Ashok Leyland for the second time in the calendar year reported a dismal set of numbers by reporting a de-growth of 20 per cent in its monthly sales of 15,493 units on a yearly basis. The M&HCV segment reported 29 per cent year-on-year declined in sales at 11,295 units in December. Despite the dismal set of numbers, light commercial vehicles (LCV) segment manage to report 27 per cent growth on a yearly basis.
Demand fell during the month on the back of liquidity crunch at non-banking financial institutions (NBFCs) along with an increase in official maximum load carrying capacity of heavy vehicles that crimped orders from fleet owners across the country.
The foreign brokerage firm CLSA reiterates ‘SELL’ rating on Ashok Leyland with a target price of Rs 75 per share.
“India’s truck industry is currently in the fifth year of an up-cycle where historical upturns in the last four decades have lasted four years on average. We see high likelihood of a downturn ahead especially with new axle norms raising freight capacity of existing fleet. Falling share of higher-tonnage trucks is a further drag. We expect competition to intensify in a downturn given Ashok’s improved ability to fight against Tata and the latter’s high focus on regaining its lost market share,” the brokerage firm said in a note.

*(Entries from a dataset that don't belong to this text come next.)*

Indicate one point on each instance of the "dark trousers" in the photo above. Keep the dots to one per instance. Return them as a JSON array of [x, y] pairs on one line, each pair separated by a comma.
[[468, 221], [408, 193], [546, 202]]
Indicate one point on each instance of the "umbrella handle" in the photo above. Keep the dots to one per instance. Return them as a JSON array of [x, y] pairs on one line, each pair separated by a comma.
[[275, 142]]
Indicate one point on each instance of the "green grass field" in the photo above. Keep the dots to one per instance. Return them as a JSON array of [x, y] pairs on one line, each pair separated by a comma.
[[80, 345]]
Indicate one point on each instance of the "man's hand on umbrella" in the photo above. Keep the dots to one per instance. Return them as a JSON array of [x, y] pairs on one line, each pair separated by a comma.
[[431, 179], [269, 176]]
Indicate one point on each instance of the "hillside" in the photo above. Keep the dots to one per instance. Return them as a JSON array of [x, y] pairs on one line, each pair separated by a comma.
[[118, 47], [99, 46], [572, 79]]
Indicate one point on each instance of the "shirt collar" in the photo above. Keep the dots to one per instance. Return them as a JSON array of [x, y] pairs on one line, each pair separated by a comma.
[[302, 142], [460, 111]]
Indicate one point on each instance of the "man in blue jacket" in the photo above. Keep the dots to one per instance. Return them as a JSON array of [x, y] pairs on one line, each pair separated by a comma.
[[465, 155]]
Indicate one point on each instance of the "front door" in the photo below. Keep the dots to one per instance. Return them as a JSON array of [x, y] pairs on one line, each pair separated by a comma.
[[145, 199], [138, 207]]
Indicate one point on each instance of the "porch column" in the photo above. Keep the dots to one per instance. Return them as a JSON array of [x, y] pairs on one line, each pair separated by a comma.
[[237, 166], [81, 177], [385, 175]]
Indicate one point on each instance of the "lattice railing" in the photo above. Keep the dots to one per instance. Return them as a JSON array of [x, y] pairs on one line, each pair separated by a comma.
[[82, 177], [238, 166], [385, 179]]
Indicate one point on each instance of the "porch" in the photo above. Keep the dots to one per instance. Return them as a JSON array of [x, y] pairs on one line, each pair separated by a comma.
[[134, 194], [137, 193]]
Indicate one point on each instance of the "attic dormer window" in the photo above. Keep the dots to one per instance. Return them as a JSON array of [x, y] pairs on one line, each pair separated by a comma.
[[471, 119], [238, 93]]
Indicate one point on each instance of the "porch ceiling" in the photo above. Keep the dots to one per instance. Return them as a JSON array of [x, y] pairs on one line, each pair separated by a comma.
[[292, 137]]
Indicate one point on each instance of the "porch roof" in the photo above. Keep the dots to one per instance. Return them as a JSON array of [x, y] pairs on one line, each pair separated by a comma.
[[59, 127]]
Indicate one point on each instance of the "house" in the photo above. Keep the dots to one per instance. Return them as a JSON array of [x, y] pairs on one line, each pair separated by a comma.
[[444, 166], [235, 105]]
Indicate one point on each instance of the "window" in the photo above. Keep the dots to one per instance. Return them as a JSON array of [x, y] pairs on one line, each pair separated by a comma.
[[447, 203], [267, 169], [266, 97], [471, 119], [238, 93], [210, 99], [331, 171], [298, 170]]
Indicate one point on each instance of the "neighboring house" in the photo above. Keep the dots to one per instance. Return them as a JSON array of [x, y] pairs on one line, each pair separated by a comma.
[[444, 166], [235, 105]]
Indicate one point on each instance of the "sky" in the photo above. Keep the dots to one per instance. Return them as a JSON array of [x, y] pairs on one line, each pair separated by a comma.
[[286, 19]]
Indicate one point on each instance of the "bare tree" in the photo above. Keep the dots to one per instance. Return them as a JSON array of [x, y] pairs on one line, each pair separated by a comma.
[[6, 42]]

“With most of the demand for CVs segment already being met in H1 FY19, the additional demand here could be limited going forward. Also, the recent policy revision by the government (increasing the load carrying capacity for heavy vehicles) could weigh on CVs demand and the high growth witnessed in H1 FY19 is expected to slightly moderate going forward,” rating agency CARE Ratings said in sector update.
Meanwhile, analysts expect Ashok Leyland to post a weak set of numbers for the quarter ended December (Q3FY19), due to fall in volume and higher operational cost.
“Ashok Leyland reported a 6 per cent year-on-year (YoY) dip in volumes this quarter owing to base impact along with the liquidity crunch in the segment. Anticipating realisations also to decline by 3 per cent YoY, we expect revenues to de-grow by 9 per cent YoY and margins to contract by 110bps YoY (lower 160bps QoQ) on account of commodity cost pressures,” Prabhudas Lilladher said in results preview.
Motilal Oswal Securities removed Ashok Leyland from the portfolio, given the constrained availability of finance, continued shift toward lower-tonnage vehicles (due to an increase in axle load) and a high base. This will lead to subdued volumes over the next few quarters.
“Also, FY21 demand remains uncertain due to the impact of pre-buy in FY20. The resignation of Mr. Dasari, managing director (MD), brings in uncertainty about continuity of the business plan, which would influence near-term stock performance till a new MD is appointed,” the brokerage firm said in results preview.